2. Those who have survived the advice to abort.

3. Sibling survivors.

4. Those whose parents told them they should have aborted them.

5. Disabled survivors.

6. The survivors after the abortion of one or more siblings, as in test tube fertilization with embryo transfer.

7. Abortion procedure survivors

8. Dead survivors, born after aborted siblings to briefly survive abortions but then die, scarring their abortive mothers and abortion participants.

9. Survivors by circumstances that did not allow them to be aborted.

10. Survivors because of parents who waited too long and lost the chance to abort them. 




I am a sibling survivor. In 1999 my mother told me that she had aborted a sibling not many years after I was born. I am also a survivor by circumstance. An abortion was not easy to come by in the 1950’s, even in New York City, and my father was Roman Catholic. Otherwise, as I found out from family members, I would have been aborted myself. 


My sibling was not born into circumstances that would insure his or her survival, so my sibling was aborted. Since 1999, I have had to live with the death of a sibling at the hands of my own mother, our mother. 


Even though there was absolutely nothing I could have done to prevent the abortion, even though I didn’t even know about it, I still felt guilty that I was not able to stop my mother from aborting my sibling. 


Also, I missed my sibling and felt robbed of the life I could have had with my sister or brother. Indeed, I still miss my sibling and grieve the loss of the brother or sister I was never allowed to meet or get to know. 



The next few years were difficult due to PTSD brought to the surface in part by 9/11, as the terrorist attacks were only miles away from where I was born. Over the years I was getting the help I needed. But only in the last few weeks have I realized that part of what I was living with was Post Abortion Survivor Syndrome. My involvement in the pro-life movement is helping me cope as I help others.

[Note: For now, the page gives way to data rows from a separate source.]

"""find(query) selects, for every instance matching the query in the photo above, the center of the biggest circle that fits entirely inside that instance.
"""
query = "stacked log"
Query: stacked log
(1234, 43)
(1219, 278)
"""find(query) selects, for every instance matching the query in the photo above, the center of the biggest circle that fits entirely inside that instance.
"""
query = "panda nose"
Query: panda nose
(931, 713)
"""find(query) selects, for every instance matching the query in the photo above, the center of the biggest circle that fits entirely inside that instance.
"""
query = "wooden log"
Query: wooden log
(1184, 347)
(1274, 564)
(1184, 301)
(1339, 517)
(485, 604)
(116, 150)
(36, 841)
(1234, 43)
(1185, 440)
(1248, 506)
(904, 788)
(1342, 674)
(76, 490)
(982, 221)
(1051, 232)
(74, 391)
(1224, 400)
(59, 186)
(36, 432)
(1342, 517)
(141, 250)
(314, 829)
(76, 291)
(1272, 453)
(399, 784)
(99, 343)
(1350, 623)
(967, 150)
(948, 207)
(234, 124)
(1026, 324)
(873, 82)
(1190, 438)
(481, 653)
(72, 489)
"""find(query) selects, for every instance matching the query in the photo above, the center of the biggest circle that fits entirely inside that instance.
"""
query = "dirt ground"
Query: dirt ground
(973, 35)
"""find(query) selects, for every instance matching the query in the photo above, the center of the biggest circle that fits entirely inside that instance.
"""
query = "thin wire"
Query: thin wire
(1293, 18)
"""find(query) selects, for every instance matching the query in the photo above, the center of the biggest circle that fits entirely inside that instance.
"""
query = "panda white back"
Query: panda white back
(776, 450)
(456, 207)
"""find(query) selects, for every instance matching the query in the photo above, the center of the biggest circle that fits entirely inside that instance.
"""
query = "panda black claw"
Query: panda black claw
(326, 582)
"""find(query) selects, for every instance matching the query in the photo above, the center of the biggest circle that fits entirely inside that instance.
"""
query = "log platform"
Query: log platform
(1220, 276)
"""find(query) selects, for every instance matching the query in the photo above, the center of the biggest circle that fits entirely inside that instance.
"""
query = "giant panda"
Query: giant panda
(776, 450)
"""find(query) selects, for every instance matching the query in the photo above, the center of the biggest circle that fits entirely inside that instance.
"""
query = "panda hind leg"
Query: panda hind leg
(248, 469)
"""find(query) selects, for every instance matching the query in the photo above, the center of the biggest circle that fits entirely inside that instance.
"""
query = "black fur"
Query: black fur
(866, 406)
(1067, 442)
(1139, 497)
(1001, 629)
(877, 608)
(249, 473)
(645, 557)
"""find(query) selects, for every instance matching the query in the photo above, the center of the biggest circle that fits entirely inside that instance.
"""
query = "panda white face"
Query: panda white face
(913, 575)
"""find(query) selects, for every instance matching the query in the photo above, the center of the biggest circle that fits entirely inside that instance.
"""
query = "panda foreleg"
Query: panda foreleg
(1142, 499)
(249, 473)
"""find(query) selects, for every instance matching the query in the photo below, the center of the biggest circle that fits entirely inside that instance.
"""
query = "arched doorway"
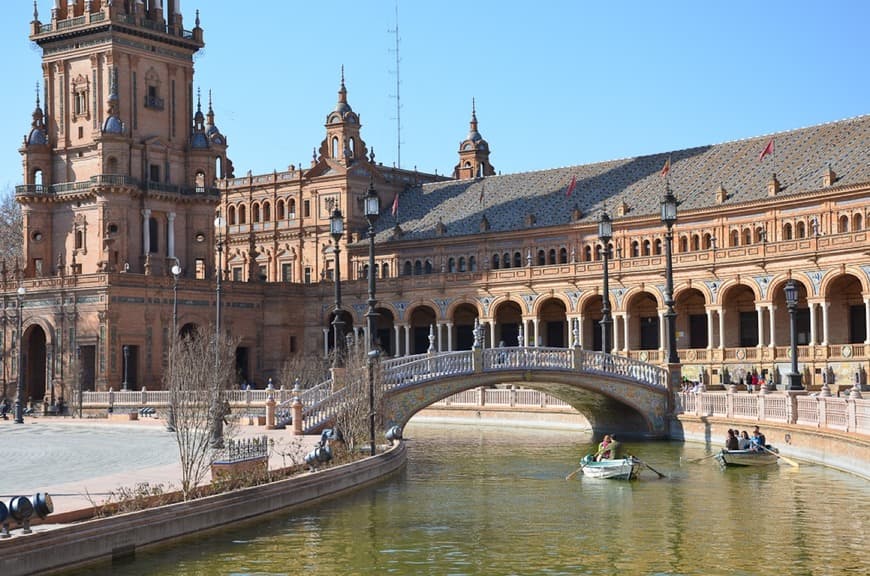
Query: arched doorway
(554, 323)
(508, 317)
(34, 364)
(422, 318)
(463, 324)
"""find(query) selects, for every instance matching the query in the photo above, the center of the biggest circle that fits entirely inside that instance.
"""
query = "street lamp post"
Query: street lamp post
(791, 296)
(669, 217)
(19, 397)
(336, 229)
(605, 233)
(126, 350)
(372, 211)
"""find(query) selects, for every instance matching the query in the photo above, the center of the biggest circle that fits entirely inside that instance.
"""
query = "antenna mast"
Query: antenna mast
(398, 94)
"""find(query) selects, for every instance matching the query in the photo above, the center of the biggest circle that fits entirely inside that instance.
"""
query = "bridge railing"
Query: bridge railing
(830, 413)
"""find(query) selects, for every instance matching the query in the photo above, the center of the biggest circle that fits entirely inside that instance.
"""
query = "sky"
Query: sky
(556, 82)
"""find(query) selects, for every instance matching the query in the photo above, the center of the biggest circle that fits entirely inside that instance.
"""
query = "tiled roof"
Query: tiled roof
(801, 159)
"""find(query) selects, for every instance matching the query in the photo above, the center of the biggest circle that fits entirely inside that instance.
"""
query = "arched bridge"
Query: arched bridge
(612, 392)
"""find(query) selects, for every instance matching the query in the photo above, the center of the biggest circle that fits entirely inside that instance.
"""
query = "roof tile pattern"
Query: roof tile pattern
(800, 161)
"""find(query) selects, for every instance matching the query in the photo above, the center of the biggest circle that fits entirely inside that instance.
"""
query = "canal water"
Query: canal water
(493, 501)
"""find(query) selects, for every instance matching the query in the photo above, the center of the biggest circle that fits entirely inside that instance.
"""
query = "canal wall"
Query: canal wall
(846, 452)
(122, 535)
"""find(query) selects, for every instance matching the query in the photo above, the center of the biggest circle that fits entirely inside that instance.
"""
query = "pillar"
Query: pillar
(170, 241)
(146, 231)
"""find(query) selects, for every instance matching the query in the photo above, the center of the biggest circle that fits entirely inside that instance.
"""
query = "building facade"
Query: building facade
(125, 177)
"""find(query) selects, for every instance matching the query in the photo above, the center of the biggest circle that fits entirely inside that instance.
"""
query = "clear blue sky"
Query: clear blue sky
(557, 83)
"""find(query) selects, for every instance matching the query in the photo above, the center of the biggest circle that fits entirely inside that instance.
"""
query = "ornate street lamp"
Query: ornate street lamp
(669, 217)
(19, 397)
(336, 229)
(372, 211)
(605, 233)
(791, 296)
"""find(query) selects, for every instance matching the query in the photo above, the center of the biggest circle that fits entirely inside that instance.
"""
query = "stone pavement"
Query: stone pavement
(84, 493)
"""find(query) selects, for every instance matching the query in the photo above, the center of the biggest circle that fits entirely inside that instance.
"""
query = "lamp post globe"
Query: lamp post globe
(336, 229)
(19, 395)
(605, 234)
(669, 218)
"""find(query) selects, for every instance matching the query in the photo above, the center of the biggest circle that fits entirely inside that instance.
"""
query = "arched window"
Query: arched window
(153, 238)
(843, 224)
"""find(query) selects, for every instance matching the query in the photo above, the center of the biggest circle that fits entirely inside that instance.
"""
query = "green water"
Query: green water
(495, 501)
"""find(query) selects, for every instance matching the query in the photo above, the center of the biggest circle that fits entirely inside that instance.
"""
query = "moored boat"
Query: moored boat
(618, 469)
(747, 457)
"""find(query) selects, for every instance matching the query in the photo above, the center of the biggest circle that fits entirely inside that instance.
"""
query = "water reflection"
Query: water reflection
(494, 501)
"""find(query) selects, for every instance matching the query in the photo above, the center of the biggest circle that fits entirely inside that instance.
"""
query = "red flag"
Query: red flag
(666, 168)
(767, 150)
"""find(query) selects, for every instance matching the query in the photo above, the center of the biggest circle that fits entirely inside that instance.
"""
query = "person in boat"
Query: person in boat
(731, 443)
(607, 448)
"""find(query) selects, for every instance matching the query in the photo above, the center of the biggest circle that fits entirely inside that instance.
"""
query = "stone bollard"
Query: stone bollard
(270, 412)
(297, 416)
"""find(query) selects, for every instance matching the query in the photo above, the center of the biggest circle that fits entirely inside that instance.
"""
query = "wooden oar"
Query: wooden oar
(692, 461)
(651, 468)
(781, 457)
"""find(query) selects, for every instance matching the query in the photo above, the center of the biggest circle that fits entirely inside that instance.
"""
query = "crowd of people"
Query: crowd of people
(736, 440)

But sadly, I am not alone in my struggle with PASS.

Kevin from California prodded his girlfriend into getting an abortion and spent years with increasing regret and often thinking about his long-gone girlfriend and his aborted daughter. Years later, through social media, they helped each other find forgiveness and healing, but they still grieve the loss of their daughter. 

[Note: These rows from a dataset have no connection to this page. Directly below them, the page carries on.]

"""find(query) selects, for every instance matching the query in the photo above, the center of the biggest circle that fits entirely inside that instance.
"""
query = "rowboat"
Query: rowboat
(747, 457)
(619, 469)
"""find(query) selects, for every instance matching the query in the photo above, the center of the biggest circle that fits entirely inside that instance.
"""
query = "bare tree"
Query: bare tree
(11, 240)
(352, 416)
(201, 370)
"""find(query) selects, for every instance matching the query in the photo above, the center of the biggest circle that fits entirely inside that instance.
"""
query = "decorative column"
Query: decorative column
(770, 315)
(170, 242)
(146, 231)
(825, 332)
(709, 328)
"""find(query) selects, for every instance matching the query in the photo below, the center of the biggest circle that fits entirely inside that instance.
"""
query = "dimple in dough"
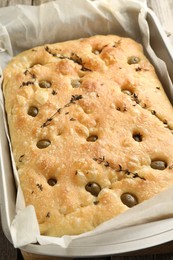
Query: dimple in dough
(102, 121)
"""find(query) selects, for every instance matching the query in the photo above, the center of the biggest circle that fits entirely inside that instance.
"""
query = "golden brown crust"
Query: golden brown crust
(96, 131)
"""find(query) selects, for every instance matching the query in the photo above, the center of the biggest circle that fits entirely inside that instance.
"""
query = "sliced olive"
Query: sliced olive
(158, 165)
(93, 188)
(75, 83)
(133, 60)
(129, 199)
(33, 111)
(52, 181)
(92, 138)
(44, 84)
(137, 137)
(43, 143)
(127, 92)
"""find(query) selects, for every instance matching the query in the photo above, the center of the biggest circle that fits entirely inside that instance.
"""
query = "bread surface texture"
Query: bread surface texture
(91, 130)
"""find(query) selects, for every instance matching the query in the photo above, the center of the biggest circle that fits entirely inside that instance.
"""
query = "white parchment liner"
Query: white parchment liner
(24, 27)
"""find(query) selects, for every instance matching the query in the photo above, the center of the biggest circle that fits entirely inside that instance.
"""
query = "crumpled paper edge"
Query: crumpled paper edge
(65, 241)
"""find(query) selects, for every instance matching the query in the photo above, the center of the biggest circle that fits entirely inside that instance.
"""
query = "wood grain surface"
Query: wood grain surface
(164, 11)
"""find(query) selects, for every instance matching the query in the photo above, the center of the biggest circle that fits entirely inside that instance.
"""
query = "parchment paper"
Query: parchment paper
(24, 27)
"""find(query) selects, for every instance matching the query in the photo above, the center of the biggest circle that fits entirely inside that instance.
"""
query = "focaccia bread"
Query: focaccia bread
(91, 130)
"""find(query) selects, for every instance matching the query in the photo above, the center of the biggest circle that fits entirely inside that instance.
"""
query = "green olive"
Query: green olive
(129, 199)
(52, 181)
(75, 83)
(33, 111)
(133, 60)
(92, 138)
(44, 143)
(44, 84)
(158, 165)
(93, 188)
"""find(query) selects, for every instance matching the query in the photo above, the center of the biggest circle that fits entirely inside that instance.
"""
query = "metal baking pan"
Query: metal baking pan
(156, 233)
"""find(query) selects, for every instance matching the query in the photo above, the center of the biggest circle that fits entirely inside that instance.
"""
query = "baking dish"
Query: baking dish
(153, 233)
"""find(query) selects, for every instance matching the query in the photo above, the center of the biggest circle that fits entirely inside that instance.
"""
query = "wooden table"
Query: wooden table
(164, 11)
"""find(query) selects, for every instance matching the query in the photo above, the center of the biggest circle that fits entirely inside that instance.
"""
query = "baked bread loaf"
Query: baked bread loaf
(91, 130)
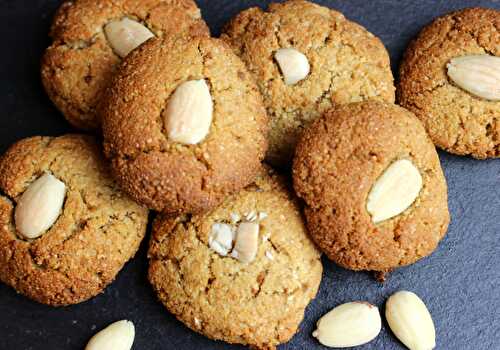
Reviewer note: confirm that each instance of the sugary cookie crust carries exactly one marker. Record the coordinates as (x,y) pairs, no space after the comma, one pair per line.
(339,158)
(348,64)
(78,65)
(165,175)
(457,121)
(99,230)
(260,304)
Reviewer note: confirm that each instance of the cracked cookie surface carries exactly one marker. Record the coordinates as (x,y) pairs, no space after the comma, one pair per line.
(260,304)
(457,121)
(166,175)
(97,232)
(347,64)
(368,137)
(77,67)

Lara in Alberta, Canada, chose not to have an abortion but did not try to talk her sister out of having one. She still regrets this decision but is finding healing through pro-life involvement. 

Susan from Missouri tried unsuccessfully to talk her friend out of having an abortion, and she has turned to God for help in overcoming her grief. 

The stories of Kevin, Lara, Susan and many others can be found through the testimony directory at Silent No More Awareness:



PASS has many of the same or similar symptoms as PAS. According to Dr. Philip Ney, who first uncovered and wrote about PASS in 1979:

“The most prominent symptom of PASS is existential guilt, “I feel I don’t deserve to be alive.”
“Other symptoms include pervasive anxiety, fear of the future, sense of impending doom, self injury, obsessive thinking, poor self identity, low self esteem, self destructive behavior, fear of becoming psychotic and dissociation.”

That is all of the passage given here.